The history of educational TV is educational. The hundreds of educational TV licenses distributed by the FCC in the 1950s flopped miserably. Emboldened by this failure, in 1960 the FCC mandated children's educational programming on commercial TV stations at license renewal time.

By 1970, it was obvious that this policy was a joke, and so a new and improved standard for kid vid was imposed. More years passed. By 1990, Congress was so outraged by the failure of regulation that it got tough and enacted the Children's Television Act. By 1995, the FCC's own study concluded that all of these policy initiatives had been wholly unsuccessful–and proposed, of course, doing more of the same.

It really is obvious that we are not learning anything from television.

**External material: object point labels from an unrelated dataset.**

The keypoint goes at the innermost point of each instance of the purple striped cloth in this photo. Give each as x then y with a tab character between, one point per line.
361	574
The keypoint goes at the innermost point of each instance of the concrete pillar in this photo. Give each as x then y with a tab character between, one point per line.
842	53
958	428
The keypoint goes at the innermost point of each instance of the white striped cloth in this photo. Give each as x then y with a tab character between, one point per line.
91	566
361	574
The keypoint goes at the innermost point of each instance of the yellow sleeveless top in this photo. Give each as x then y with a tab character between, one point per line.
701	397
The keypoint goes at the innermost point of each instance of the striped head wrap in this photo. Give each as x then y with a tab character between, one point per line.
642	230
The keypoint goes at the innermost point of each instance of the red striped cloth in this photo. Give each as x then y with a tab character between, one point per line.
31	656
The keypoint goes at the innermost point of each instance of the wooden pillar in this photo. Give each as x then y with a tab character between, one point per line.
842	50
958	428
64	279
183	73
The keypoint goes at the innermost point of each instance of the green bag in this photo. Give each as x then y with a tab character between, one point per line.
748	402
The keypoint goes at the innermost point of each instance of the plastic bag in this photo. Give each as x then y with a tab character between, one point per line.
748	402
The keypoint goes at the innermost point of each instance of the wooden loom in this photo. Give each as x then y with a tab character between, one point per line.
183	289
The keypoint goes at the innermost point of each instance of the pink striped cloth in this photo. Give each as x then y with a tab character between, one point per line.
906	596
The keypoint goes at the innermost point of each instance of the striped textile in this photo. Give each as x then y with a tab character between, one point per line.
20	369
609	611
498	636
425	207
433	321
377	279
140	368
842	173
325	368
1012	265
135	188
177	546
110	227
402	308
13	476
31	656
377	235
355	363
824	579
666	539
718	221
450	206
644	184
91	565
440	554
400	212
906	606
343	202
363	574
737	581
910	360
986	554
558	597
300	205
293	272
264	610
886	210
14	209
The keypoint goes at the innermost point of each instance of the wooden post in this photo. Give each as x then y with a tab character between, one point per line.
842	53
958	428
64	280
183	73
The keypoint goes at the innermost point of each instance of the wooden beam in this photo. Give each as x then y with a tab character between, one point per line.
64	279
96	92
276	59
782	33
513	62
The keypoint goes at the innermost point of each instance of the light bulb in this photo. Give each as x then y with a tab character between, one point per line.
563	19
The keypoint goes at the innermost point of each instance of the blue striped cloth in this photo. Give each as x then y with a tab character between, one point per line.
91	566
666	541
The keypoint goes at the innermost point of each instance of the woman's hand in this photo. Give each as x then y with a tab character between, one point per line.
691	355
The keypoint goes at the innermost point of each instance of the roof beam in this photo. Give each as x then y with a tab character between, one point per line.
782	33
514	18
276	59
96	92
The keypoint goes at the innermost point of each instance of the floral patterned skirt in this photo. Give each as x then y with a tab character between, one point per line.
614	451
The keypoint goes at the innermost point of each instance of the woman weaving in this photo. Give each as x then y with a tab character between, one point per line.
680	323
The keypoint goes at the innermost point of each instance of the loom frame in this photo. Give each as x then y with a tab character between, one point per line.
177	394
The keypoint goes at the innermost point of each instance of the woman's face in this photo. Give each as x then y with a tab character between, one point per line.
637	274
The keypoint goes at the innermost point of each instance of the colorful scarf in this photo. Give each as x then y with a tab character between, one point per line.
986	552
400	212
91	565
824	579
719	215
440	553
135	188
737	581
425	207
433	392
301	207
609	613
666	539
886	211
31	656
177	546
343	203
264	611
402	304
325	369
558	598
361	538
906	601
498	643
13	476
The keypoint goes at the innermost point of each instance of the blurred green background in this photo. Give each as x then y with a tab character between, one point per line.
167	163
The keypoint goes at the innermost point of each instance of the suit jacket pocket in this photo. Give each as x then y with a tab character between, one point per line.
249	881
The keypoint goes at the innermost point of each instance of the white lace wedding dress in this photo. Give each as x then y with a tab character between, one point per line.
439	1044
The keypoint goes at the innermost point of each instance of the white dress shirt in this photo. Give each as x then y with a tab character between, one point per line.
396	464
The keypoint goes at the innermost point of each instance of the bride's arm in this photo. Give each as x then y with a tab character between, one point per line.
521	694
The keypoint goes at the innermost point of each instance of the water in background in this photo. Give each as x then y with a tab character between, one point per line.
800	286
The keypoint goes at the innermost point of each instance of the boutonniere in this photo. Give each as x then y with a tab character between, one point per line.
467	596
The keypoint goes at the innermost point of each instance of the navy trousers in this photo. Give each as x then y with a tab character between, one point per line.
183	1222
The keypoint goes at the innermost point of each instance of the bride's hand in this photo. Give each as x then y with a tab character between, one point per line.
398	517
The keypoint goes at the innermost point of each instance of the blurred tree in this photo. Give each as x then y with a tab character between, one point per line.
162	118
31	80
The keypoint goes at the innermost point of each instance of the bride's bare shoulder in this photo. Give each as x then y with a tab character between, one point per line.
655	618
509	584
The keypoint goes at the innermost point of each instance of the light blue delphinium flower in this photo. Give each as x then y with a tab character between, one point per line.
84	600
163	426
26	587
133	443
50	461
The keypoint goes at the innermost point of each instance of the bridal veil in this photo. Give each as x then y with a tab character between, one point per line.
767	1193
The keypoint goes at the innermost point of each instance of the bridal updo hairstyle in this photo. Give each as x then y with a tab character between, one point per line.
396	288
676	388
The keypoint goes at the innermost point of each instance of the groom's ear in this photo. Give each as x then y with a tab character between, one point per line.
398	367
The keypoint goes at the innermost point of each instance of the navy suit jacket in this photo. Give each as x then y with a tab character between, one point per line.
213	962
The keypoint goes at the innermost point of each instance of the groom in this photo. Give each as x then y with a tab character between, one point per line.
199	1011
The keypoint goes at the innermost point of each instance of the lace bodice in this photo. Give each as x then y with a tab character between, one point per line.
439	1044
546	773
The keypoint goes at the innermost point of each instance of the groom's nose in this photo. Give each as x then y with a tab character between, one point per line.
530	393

Ironically, the FCC often pursues policies that do materially impact the availability of quality TV for children (and adults), but no one seems to notice. In 1963, when young Mr. Clinton was shaking hands with his hero at the White House, the Kennedy administration was moving decisively to suppress cable TV–the new medium that the powerful broadcasting industry thought a threat to the public interest. We now understand, via a federal deregulation undertaken in the late 1970s, that niche cable TV networks naturally seek to provide fine programming for children. Nickelodeon, the Disney Channel, the Learning Channel, MindExtension University, C-SPAN, CNN, Discovery, A&E, Jones Computer Network, and the History Channel provide imaginative and challenging video for learners of all ages. Lesson: Allow competitive channels, and they will cater to diverse audiences.

Here's the twist ending to this show: The president's kid-vid policy is part of an effort to keep lots–perhaps hundreds–of new video channels off the air. Broadcasters, who are willing to give great photo ops to Candidate Clinton in exchange for $11 billion to $70 billion in free digital-TV licenses, don't want any competitors getting access to the huge swatches of unused frequencies in the TV band. These could provide vast new niche competition in the TV marketplace.

Hence, the real bargain struck by the Clinton administration (unopposed, incidentally, by the "radical" Republicans), was a conspiracy in restraint of trade with America's broadcasters. Because the opportunity for many more broadcast competitors has vanished into thin air, so too have real quality improvements in kid vid.

Yet, in five years, the chairman of the FCC will be chief counsel for CBS–or function in some other quasi-lobbying slot–and be teaching his successors in government service about the intricate regulatory system wherein press releases and focus groups now trump the First Amendment of the U.S. Constitution. That's an educational opportunity America's young people should be tuning in to.